Denoting the response quantile in (2.1) by $Q_{i}$ , the penalized objective function to be minimized can be written as

L_{λ} (β, b_{1}, \dots, b_{K}) = \sum_{i = 1}^{n} ρ_{τ} (y_{i} - Q_{i}) + \sum_{k = 1}^{K} \{λ_{k τ} \sum_{j = 1}^{J_{k} - d_{k}} | Δ^{d_{k}} b_{k τ} |_{j}\},

(2.2)

where $ρ_{τ} (u) = u (τ - I (u < 0))$ is the check function and the $K$ penalties $λ_{k τ} \sum_{j = 1}^{J_{k} - d_{k}} | Δ^{d_{k}} b_{k τ} |_{j}$ control the wiggliness of the corresponding fitted curves ${\hat{s}}_{k τ} (\cdot)$ by shrinking the relevant spline coefficients differences. More specifically, $Δ^{d_{k}}$ is the $d_{k}$ order difference operator applied to the spline coefficients vector $b_{k}$ ; for instance, if $d_{k} = 1$ , the penalty is $\sum_{j}^{J_{k} - d_{k}} | Δ^{d_{k}} b_{k τ} |_{j} = | b_{k τ 1} - b_{k τ 2} | + | b_{k τ 2} - b_{k τ 3} | + \dots + | b_{k τ J_{k} - 1} - b_{k τ J_{k}} |$ . $λ_{k τ}$ is the positive smoothing parameter regulating under- or over-smoothing of the fitted curve. Like for mean regression, the fitted curve ${\hat{s}}_{k} (\cdot)$ approaches a $d_{k} - 1$ degree polynomial when $λ_{k τ}$ gets larger, while $λ_{k τ} = 0$ indicates no penalization, resulting in a potentially wiggly curve.

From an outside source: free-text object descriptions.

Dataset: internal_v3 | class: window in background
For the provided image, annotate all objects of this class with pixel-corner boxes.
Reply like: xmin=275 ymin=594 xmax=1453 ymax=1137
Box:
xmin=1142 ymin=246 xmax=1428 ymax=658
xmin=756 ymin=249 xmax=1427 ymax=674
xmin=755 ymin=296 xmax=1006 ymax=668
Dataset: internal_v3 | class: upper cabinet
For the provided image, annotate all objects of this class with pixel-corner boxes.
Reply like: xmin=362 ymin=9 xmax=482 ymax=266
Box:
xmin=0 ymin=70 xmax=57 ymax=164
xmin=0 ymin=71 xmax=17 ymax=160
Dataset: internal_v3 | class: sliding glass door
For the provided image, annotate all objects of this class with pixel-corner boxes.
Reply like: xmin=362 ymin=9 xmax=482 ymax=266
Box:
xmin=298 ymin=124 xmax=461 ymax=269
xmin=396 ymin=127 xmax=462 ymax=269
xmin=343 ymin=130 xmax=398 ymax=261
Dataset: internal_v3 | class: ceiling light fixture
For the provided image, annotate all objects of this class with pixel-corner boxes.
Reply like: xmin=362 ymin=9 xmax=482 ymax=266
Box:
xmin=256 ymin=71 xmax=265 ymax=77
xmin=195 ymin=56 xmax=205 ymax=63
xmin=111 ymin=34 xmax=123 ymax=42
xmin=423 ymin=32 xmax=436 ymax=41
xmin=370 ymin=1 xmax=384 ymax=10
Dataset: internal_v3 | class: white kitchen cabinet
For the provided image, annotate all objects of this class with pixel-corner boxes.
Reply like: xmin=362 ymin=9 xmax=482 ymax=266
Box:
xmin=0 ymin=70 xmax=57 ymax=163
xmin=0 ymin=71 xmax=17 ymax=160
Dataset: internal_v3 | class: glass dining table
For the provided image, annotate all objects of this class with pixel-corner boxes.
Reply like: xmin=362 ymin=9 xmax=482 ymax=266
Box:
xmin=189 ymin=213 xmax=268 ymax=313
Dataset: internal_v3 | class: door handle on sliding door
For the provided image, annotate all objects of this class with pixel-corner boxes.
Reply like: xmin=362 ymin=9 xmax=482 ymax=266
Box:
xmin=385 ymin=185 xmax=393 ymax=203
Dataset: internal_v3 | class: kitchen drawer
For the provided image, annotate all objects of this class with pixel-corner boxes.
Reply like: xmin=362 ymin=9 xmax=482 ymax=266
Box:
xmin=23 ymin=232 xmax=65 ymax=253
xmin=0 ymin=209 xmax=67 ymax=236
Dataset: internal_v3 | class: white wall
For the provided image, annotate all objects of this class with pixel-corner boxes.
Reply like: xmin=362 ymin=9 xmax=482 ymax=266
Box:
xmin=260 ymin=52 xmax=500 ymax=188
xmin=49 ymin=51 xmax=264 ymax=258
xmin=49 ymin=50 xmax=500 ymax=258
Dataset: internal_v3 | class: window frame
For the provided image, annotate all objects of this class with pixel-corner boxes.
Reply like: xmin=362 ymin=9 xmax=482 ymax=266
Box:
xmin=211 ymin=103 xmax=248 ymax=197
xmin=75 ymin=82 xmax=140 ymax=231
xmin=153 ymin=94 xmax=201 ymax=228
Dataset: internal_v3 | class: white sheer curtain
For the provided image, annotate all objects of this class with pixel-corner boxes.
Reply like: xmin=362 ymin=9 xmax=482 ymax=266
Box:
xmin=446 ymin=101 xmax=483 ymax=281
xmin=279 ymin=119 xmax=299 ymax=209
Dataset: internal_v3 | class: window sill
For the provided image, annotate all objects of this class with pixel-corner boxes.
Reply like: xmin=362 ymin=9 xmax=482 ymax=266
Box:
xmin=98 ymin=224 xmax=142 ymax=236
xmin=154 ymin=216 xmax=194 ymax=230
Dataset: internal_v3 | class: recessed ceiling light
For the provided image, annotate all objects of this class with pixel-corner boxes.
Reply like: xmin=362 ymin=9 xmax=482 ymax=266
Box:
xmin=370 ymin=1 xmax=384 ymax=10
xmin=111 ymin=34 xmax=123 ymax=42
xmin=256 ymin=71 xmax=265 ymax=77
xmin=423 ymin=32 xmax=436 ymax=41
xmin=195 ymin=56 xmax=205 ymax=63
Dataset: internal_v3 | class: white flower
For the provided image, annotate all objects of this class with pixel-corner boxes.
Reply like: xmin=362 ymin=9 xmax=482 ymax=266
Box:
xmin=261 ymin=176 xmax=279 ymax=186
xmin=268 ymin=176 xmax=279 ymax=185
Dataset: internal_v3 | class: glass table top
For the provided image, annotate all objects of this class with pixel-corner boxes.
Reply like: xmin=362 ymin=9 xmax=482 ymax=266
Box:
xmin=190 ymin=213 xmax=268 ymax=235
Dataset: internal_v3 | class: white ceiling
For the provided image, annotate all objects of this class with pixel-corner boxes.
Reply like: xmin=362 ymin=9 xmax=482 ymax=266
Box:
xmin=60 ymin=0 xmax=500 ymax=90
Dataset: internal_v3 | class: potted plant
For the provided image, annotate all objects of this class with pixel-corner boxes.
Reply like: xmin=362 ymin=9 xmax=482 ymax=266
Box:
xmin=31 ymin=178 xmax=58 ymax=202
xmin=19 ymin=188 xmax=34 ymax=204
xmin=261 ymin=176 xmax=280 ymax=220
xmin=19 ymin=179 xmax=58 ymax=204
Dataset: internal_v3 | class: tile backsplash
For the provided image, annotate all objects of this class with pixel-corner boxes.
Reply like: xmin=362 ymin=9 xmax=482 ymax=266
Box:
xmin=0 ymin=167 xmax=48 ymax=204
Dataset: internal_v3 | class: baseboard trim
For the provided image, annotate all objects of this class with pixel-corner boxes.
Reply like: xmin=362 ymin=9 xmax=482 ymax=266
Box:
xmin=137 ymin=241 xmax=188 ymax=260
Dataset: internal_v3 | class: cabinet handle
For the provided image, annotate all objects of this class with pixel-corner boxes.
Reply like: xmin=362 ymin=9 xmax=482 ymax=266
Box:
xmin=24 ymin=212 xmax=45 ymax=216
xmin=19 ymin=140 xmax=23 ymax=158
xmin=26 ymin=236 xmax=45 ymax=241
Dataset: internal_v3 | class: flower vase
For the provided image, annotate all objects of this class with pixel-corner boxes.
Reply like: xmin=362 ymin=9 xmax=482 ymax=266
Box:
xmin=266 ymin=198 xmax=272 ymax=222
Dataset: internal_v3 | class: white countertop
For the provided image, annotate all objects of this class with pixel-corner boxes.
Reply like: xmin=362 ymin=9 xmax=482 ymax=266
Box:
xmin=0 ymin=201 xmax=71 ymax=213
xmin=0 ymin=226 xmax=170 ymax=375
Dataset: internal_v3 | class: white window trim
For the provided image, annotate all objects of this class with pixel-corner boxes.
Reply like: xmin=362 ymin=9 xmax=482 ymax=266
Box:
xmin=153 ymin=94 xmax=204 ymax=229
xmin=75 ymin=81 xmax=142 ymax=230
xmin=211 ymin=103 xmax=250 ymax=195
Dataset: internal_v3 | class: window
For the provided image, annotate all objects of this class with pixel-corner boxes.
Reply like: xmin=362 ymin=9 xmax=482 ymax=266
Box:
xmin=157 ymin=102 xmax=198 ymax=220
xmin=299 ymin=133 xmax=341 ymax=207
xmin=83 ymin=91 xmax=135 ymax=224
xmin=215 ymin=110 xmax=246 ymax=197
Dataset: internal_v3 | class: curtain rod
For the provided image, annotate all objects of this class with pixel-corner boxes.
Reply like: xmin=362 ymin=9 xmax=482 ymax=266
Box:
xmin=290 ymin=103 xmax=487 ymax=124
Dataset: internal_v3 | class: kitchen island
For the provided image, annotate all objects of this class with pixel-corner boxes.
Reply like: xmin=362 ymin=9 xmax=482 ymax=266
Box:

For fixed smoothing parameter, minimization of (2.2) is a relatively simple task since standard linear programming techniques may be used (He and Ng, 1999; Bollaerts et al., 2006; Koenker, 2011). Unfortunately, the smoothing parameter is not fixed in practice, and as briefly discussed in the Introduction, all of the current methods working with $L_{1}$ penalties, select it via grid-search or numerical optimization. This is sustainable for a single $λ$ , but it can become time-consuming and possibly infeasible with additive models where multiple smoothing parameters $λ_{k}$ have to be estimated. For instance, to alleviate the computational burden, Bang and Jhun (2012) and Andriyana et al. (2014) propose to search for a unique $λ$ , and compute the term specific smoothing parameters via the ‘ad hoc’ adjustment $λ_{k} = λ / \max {| {\hat{b}}_{jk} |}_{j = 1, \dots, J_{k}}$ or $λ_{k} = λ / sdev {| {\hat{b}}_{jk} |}_{j = 1, \dots, J_{k}}$ , where the ${\hat{b}}_{jk}$ s are estimates from a preliminary unpenalized fit. However, such approach can clearly produce non-optimal solutions. Alternatively, two recent approaches to smoothing in QR deal with $L_{2}$ penalty, via the boosting (Fenske et al., 2013; Mayr and Hofner, 2018) or by means of a smooth approximation of the check loss Fasiolo et al., 2018). In the next section, we discuss an iterative algorithm to select the $λ_{k}$ s in an additive QR (2.2) with $L_{1}$ objective and penalties.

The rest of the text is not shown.